Sendra and His Emotional

123 21 11
                                    

Terima kasih kuucapkan untuk readers cerita ini yang masih selalu menanti di setiap updatean. Kalian luar biasa karena masih baca. Maaf banget ya karena aku slow update karena sibuk irl dan nyelesaiin cerita lain juga hehe.

Doain semoga aku idenya ngalir lancar dan bisa update terus buat kalian yaa <3 Semakin banyak dan heboh dukungan kalian, aku pun makin terdorong untuk dapat ide baru huhu. Happy reading all!

oo0oo

Sesuai dengan apa yang dikatakan Sella kemarin, keesokan harinya Frederika bersama suaminya datang mengunjungi putra bungsunya itu di rumah besar. Tentu saja bukan di apartemen. Sendra seperti biasanya akan menunda jam pulangnya. Meskipun kini kondisi sang ibu kembali drop, lagi-lagi Sendra tak acuh. Ia memilih egois.

Mama bisa egois, masa aku nggak?

Begitulah pemikiran kekanakan Sendra yang membuatnya nampak seperti orang jahat. Tindakan Sendra tidak bisa dibenarkan.

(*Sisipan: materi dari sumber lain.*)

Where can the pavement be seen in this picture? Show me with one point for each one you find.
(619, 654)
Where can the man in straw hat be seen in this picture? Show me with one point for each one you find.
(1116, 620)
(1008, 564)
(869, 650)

Sendra masih duduk di kursi kebesarannya setelah menyelesaikan pekerjaannya. Arlojinya sudah menunjukkan pukul setengah 6 malam, tetapi ia masih belum beranjak dari ruangannya. Malas sekali rasanya untuk pulang ke rumah besar itu. Ia memilih bersender sembari memejamkan matanya. Sesekali menyesap kopi susu yang sudah dingin karena terlalu lama ditinggalkannya tanda tangan ini dan itu.

Ponselnya tiba-tiba bergetar, pertanda ada pesan masuk. Sendra meraih ponsel yang ada di atas meja itu.

Menyesal, satu kata yang terlintas di benaknya saat itu. Ia menyesal sudah membuka dan membaca pesan masuk ini. Ada dua pesan masuk. Yang pertama dari Sella dan yang kedua dari ibunya.

Sella
Mama mau nginep malam ini. Gimana?

Sendra
Hm, saya juga gak bisa ngusir dia kan?

Sella
Sen, jangan gitu lagi, tolong.
Mama mau kemo lagi, tapi kenapa kamu begitu, sih?

Sendra
Saya pulang malam
Bilangin ke mama gak perlu nungguin saya

Kemudian, Sendra membaca pesan dari ibunya. Awalnya, ia tidak berniat membalasnya. Namun, akan muncul kembali hari di mana mereka akan bertengkar apabila ia menjawab pesan Sella, tetapi tidak dengan pesan ibunya sendiri.

Mama
Kamu masih di kantor ya Sen?
Pulang dong, mama kangen
Mama nginep di rumahmu ya?
Pulang cepet ya, Sen.

Sendra
Aku masih kerja

Hanya itu jawabannya. Tidak ingin memperpanjang obrolan di chat dan ia kemudian meletakkan ponselnya lagi di atas meja. Getaran pertanda pesan masuk pun Sendra tidak hiraukan sampai getaran baru yang cukup lama memberitahukan jika kini giliran panggilan masuk. Gantian papanya yang menelponnya. Sendra berdecak sebal ketika melihat layar ponselnya itu. Namun, pada akhirnya diangkatnya juga.

"Pulang."

Kalimat bukan perintah, tetapi kedengarannya sangat memaksa dan tegas itu Sendra dengar dari suara papanya.

"Aku masih kerja."

"Pulang, Sen. Mama kamu di rumah. Kamu gak kangen apa, ya?"

Sendra meneguk salivanya. Bukan karena takut, tetapi lelah berdebat dengan ayahnya.